Yoga improves health in later life, study says

Older adults who practice yoga are more likely to be in better mental and physical shape, research suggests.

Yoga improves physical function as well as mental wellbeing in healthy adults over the age of 60, the study found.

The physical benefits of yoga—an ancient practice that includes the use of postures and regulated breathing—were found to include better muscle strength, balance and flexibility.

Boosts to health

Boosts to mental health included improvement in the symptoms of depression, sleep quality and vitality in older adults.

Researchers at the University reviewed 22 studies that had investigated the effects of yoga on physical and mental wellbeing in older adults. The yoga programmes varied in length from one month to seven months, and duration of sessions ranged from 30 to 90 minutes.

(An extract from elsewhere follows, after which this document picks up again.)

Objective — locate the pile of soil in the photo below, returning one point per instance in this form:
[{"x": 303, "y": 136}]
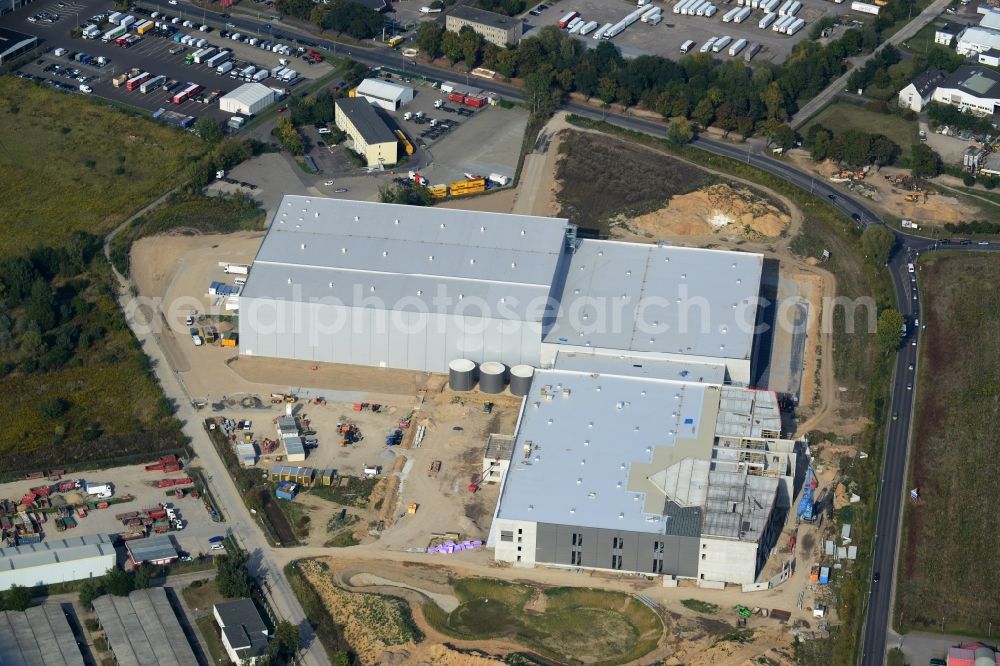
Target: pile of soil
[{"x": 720, "y": 208}]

Statistical analysis combined the results of the studies to see the effects of yoga compared with no activity, and compared to other activities such as walking and chair aerobics.

Physical improvements

The researchers found that people who practiced yoga had improved balance, flexibility, leg strength, depression, sleep quality, vitality and perceived mental and physical health—compared with no activity.

Compared with other activities yoga improved lower body strength, lower body flexibility and depression.

Researchers say the review improves understanding of the benefits yoga can offer an aging population. They say it provides evidence for promoting yoga in physical activity guidelines for older adults.